Mein Vorgehen kann man sich vorstellen wie diese Linie auf dem Boden. Es ist einfach, einen Teil eines geraden Wegstücks entlang zu gehen. Wenn Sie das Wegstück immer weiter geradeaus laufen würden, würden Sie die Linie verlassen und nicht ans Ziel kommen.

Station 5:

Um ans Ziel zu kommen, macht mein Computer das Folgende: Er berechnet die Lösung des einen Teils. Diese verwendet er um den anderen Teil zu lösen. Dessen Lösung verwendet er wieder für den ersten Teil und so weiter.
Bildlich können Sie sich das wie einen Gang auf dieser Linie vorstellen: Erst nach vorne, dann entlang der Linie nach rechts, dann wieder nach vorne, und wieder nach rechts.
So schicke ich meinen Computer über Umwege ans Ziel. Das Schöne an den Umwegen ist, dass er sie wesentlich schneller und leichter berechnen kann.

Station 6:

Dieses Verfahren ist nicht exakt, denn es berechnet nicht die Lösung der ursprünglichen Gleichung, sondern nur die Lösung der beiden Teile.
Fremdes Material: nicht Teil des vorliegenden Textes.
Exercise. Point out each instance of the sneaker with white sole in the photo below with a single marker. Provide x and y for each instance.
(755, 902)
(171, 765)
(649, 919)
In meiner Forschung versuche ich nun zu beweisen, dass diese Abweichung gering ist. Damit kennen Sie die Thematik meiner Doktorarbeit.

Station 7:

Nun sind Sie am Ende der roten Linie und damit am Ziel angekommen. Hier möchte ich mich für Ihre Aufmerksamkeit bedanken und Ihnen zum Schluss noch verraten:
Die Art von Gleichungen, die ich in meiner Forschung betrachte, nennt man Differentialgleichungen.